Merry Christmas from Annapolis!
So much talk about the failing American automotive industry, and the suggestion that there should be another bailout, have caused me to take a closer look at what we can do at the state level to help our local car dealers and their employees and the local auto parts manufacturers.
First, as you probably already know, I do not support another bailout, including that for the auto industry. From talking to local dealers, it is clear to me that the bailout would do nothing locally to help Marylanders. So I am drafting legislation to suspend the 6% new car tax on American-built cars and trucks from the Big Three auto makers for a 90-day period, starting in the middle of February 2009. This will give an instant rebate to the purchaser of the vehicle, who of course would be a Maryland taxpayer. With the discounts that American auto dealers are already offering, this will add another 6% to that discount, making the average discount about 20%. As one dealer told me, that should be enough incentive to help carry them through this economic downturn and prevent them from having to make additional layoffs. The cost of these layoffs to all Marylanders would greatly outweigh the cost of suspending the tax for a short 90-day period.
I hope to meet some time this week with Mr. Kitzmiller from the automotive dealers association to work on a plan to promote new cars for sale and this important piece of legislation, which is not a hand-out or a hands-up approach, but instead is a 90-day hands-off of the auto industry to help them recover on their own.

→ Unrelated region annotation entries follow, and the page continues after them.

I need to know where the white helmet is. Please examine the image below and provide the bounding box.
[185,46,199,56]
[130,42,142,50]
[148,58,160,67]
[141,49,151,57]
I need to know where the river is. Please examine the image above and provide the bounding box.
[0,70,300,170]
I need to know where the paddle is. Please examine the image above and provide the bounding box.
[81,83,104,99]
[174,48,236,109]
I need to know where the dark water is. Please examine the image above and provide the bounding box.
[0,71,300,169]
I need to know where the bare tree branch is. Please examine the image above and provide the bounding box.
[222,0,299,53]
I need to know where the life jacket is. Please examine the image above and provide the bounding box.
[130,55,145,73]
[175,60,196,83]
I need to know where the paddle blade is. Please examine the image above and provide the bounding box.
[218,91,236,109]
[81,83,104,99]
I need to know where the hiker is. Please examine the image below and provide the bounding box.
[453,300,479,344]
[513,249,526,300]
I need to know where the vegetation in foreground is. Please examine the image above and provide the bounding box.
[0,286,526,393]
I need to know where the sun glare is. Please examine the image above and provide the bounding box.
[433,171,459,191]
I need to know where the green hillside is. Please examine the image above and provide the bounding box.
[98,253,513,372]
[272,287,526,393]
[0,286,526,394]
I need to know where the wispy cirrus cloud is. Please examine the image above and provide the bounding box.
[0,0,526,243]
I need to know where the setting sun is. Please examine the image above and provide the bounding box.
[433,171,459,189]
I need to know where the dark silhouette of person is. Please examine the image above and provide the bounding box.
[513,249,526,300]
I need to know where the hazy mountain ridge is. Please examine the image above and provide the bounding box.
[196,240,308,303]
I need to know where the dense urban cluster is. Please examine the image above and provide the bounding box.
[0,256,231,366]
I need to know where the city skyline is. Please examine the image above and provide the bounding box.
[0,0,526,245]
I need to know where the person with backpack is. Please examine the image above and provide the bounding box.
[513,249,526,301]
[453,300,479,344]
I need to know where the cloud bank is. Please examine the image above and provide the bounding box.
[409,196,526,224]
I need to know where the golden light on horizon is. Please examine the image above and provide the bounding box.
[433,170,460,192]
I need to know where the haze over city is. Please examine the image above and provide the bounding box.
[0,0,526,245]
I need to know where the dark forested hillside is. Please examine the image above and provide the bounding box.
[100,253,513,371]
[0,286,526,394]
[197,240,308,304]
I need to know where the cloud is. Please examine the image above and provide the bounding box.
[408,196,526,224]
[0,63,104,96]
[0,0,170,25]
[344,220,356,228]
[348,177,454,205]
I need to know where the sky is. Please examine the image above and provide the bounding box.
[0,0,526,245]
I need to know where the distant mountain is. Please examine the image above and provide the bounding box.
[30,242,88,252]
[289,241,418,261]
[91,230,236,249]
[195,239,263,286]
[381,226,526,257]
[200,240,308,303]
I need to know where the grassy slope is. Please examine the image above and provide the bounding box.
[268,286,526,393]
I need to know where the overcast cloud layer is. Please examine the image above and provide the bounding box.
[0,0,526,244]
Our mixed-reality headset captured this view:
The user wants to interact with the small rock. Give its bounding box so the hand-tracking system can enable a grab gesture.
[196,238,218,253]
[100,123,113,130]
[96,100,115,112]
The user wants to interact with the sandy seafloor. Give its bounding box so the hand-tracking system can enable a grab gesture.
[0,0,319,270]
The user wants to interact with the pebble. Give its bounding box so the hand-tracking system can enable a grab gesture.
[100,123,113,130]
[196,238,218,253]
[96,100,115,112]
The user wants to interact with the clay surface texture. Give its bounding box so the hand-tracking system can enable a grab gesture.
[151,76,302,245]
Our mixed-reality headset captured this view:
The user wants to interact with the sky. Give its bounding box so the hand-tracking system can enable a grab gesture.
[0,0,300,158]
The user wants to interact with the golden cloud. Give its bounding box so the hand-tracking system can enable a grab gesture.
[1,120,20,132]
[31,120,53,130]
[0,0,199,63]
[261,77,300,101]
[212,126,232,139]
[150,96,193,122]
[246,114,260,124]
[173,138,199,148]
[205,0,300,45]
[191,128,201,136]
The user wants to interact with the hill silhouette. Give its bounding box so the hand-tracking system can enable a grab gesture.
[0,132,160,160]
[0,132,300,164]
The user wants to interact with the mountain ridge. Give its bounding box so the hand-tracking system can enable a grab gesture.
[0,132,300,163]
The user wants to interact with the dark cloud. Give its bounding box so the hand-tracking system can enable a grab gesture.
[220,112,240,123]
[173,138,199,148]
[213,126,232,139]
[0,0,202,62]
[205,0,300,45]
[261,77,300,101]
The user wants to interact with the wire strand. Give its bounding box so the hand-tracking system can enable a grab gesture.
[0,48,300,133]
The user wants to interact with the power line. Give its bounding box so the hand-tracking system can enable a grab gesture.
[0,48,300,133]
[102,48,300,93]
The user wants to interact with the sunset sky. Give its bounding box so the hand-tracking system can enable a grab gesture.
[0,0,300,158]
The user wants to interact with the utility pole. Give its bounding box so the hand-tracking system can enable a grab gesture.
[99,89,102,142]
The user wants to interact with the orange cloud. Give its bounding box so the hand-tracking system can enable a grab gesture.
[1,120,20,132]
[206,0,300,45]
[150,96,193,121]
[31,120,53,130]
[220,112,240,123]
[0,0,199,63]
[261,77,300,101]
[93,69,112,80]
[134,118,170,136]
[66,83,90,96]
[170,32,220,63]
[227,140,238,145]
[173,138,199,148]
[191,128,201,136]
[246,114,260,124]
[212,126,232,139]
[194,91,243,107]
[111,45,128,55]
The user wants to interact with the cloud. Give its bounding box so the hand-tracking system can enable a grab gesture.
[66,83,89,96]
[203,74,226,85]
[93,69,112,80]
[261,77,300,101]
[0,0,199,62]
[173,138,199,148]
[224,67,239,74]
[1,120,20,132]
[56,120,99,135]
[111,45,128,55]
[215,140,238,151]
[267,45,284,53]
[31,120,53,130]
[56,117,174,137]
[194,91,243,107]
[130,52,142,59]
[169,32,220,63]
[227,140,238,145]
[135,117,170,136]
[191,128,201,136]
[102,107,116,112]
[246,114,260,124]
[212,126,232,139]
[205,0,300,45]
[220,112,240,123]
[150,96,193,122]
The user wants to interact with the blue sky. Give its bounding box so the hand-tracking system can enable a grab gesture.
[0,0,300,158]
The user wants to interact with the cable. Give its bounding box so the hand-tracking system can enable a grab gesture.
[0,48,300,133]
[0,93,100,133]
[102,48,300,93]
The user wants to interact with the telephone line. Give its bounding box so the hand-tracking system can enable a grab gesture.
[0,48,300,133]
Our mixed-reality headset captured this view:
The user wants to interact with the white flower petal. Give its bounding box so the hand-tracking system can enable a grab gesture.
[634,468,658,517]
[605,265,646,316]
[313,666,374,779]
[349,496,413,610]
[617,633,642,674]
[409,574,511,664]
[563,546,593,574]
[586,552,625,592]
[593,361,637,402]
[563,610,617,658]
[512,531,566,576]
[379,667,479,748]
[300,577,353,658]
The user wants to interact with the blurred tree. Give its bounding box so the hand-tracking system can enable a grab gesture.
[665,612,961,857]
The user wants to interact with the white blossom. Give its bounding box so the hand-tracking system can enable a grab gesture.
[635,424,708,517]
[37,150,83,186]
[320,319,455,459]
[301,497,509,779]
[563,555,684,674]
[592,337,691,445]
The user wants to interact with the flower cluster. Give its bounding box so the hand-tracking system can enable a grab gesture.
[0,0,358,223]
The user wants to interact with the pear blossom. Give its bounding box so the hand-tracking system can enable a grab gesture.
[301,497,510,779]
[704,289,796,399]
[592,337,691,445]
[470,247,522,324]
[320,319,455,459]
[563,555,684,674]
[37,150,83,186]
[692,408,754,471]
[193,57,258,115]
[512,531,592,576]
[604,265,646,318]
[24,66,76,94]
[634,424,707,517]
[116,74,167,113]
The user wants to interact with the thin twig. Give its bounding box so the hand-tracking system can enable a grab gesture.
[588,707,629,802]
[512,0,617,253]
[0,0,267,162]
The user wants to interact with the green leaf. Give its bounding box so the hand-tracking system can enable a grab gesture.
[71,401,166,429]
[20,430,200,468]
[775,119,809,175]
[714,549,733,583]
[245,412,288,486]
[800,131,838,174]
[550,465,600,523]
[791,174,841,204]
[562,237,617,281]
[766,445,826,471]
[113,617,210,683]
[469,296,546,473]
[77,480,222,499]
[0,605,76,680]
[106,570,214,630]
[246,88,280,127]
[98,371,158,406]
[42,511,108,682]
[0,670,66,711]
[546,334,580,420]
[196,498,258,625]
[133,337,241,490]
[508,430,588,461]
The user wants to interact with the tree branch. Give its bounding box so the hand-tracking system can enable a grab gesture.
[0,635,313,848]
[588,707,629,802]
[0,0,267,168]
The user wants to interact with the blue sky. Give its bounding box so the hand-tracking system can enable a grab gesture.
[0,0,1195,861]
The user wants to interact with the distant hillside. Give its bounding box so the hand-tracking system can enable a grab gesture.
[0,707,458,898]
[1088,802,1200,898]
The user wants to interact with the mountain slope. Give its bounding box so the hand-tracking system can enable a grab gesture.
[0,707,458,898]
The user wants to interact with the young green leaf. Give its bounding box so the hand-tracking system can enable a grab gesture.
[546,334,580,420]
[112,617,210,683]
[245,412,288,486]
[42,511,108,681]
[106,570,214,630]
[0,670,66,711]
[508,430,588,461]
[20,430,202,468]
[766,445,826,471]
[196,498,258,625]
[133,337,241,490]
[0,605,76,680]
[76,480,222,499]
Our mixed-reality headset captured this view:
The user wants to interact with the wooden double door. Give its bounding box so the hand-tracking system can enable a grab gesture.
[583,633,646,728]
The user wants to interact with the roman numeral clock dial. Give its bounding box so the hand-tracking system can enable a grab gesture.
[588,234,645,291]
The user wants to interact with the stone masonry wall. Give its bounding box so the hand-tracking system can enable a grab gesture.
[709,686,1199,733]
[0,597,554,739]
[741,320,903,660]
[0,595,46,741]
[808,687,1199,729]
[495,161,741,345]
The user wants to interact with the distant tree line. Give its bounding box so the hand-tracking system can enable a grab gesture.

The average taxes on a new car range from $1500 to $2000, and in most cases you cannot finance that cost related to purchase. So in reality what this bill does is put that money into the purchaser’s hands as a down payment — without the State spending a dime.
Rick Impallaria
Delegate, District 7
rick.impallaria@house.state.md.us
Aberdeen Council President Mike Hiob says
Delegate Rick,
While I generally agree with the idea and philosophy you’re conveying, I take issue with your last line “without the State spending a dime”. While that statement is true on the surface, based upon your own statement, the State would lose $1500 to $2000 on average, per vehicle sold AND registered in Maryland. So I ask you this….Are there any potential ramifications for the lost revenue that WOULD have come into the State coffers if your proposed legislation is enacted? I’m not playing semantics (like “taxes” -vs- “fees”), I’m just asking the question because I’m hoping that the POTENTIAL loss of revenue to the State wouldn’t be passed on to the Counties and Municipalities.
Thank You,
Council President Mike
Dave Yensan says
Mike Hiob has to quit using logic! You’ve been in government long enough to know that the same rules that apply to business can not be used in government. Rick is right in that it won’t cost the State anything and you are right in thinking that the lost revenue source will be damaging. Ultimately all levels; State, County and Municipality will continue to cost the same plus annual increases, so any lost source has to be accounted for somewhere else. If the State cuts off a revenue source the end result is that the local governments have to make up for it in higher real estate taxes. The only way that I could ever support Delegate Rick’s idea is if he could show how the State would accommodate the lost revenue, i.e. cutting the legislative payroll by the same amount!
Steve says
Why should this support only the big 3? Most of the foreign-based automakers assemble their cars here, relying on U.S. citizens to provide the labor. Why should they be exempt from this tax? Are these Honda’s and Toyota’s not “American-built”?
Dell says
Think you’re on to something, Steve. This amounts to a protectionist tariff on all foreign makes. And, like Dave says, the revenue will have to be made up from some other source. Would they then not have to RAISE the taxes on these vehicles to make up the difference?